Global Security Concerns

Security in the Sahel is increasingly a priority for western-European states in particular, with one eye on migration, and another on the activities of jihadist groups such as Al-Qaeda in the Islamic Maghreb (AQIM). Since Libya became the main departure point for African migrants attempting the dangerous cross-Mediterranean journey to Europe’s shores, the Sahelian countries of Mali and Niger developed into key transit points, and the EU wants a system built to provide security and economic conditions whereby these routes are cut-off at their source.

With security top of the agenda, democracy promotion efforts have stalled in Mauritania and the broader Sahel region. When President Aziz pushed through a proposal to abolish the Mauritanian senate last year, the international community was silent, despite the opposition calling the decision “a rebellion against democratic legitimacy.”

Opposition groups fear that the constitutional changes are a precursor for Aziz clinging onto power beyond the expiration of his second term in office, the maximum permitted under the Mauritanian constitution.

2018 Elections & Slavery Allegations

Elections scheduled for 2018 have been confirmed as being on-track, but there has been no confirmation of President Aziz’s plans in regard to stepping down, or violating the constitution and running for a third term. The Mauritanian opposition boycotted the previous elections in 2014, and may very well do so again if Aziz did indeed announce his candidacy.

All signs point to President Aziz being able to continue in office, thanks to a strong grip over state organs, and safe in the knowledge that the international community would be quietly pleased at the survival of a strong ally in the regional fight against jihadist groups.

Meanwhile, the human rights situation deteriorates: Amnesty International released a report last Wednesday that described the Mauritanian government’s position on the existence of modern-day slavery as “a disgraceful disregard for human rights.” The African Union has slammed Mauritania for failing to crack down on its slavery problem, with one in 100 people estimated as living in some form of slavery.

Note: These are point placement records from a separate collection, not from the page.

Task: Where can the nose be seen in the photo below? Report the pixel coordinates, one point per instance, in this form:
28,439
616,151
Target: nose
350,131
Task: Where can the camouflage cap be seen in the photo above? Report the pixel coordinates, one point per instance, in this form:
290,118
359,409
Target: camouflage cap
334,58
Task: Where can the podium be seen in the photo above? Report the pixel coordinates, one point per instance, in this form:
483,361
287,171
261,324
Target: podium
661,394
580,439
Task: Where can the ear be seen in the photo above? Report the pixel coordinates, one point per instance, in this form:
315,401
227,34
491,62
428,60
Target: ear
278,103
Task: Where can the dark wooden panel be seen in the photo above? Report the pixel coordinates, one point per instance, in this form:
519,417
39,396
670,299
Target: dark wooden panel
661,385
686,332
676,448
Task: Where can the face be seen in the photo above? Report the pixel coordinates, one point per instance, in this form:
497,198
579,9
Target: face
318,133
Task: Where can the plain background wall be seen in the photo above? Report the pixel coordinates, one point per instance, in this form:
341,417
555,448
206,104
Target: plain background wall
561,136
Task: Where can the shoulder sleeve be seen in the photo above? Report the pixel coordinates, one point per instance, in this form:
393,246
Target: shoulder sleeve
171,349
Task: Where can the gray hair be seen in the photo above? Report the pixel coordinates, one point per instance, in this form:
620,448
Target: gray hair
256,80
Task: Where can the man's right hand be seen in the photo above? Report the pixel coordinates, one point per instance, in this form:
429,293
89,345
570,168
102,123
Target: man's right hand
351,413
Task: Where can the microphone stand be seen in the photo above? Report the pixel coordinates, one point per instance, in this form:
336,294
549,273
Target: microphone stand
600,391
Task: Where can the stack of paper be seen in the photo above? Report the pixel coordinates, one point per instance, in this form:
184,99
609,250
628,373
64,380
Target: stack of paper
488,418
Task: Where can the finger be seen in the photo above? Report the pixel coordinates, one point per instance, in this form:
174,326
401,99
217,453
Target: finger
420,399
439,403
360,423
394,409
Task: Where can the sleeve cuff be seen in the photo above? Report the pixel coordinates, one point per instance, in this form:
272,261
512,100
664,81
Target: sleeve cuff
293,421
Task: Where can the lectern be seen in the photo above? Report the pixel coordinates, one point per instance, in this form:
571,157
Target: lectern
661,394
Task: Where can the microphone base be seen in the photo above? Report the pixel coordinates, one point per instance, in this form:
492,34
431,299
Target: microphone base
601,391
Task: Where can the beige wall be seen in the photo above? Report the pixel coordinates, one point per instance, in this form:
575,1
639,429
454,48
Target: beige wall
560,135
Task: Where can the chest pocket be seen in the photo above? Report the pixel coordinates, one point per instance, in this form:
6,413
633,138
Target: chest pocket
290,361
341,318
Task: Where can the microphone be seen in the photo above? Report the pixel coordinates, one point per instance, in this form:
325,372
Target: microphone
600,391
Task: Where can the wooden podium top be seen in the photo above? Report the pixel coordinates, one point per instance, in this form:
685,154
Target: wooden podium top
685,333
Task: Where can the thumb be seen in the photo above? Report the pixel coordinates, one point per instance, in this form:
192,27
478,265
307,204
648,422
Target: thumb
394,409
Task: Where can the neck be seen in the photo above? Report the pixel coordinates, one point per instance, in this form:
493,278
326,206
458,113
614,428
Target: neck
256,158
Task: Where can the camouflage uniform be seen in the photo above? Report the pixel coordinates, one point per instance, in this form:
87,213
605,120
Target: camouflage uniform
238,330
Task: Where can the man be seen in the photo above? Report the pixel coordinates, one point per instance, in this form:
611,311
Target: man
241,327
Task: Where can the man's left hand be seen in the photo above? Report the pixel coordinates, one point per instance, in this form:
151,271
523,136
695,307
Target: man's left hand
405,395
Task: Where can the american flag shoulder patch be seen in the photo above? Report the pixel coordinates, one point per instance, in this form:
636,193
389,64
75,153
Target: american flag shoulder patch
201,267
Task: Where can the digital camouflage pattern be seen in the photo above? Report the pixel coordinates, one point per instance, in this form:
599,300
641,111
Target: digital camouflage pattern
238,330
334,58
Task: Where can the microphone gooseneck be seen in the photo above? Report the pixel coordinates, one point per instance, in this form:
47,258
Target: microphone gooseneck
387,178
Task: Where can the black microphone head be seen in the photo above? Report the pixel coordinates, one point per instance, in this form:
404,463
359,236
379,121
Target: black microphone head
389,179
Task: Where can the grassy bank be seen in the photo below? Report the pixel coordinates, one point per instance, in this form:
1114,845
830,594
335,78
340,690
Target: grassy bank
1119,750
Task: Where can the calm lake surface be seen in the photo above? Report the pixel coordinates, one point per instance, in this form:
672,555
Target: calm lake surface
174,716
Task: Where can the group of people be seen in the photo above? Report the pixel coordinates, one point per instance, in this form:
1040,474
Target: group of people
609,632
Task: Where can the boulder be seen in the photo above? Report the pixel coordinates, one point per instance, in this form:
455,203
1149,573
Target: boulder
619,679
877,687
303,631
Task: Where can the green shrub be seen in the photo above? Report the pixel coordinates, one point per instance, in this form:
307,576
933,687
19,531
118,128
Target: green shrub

Meanwhile, Mauritanian opposition figures and activists are routinely detained and intimidated. Biram Ould Abeid, a prominent anti-slavery campaigner, was held by Mauritanian police back in February, following rare demonstrations by the Resurgence of the Abolitionist Movement (IRA).

Such allegations and protests, even when from bodies as influential as the African Union, are falling on deaf ears; in the current international political environment, security trumps democracy.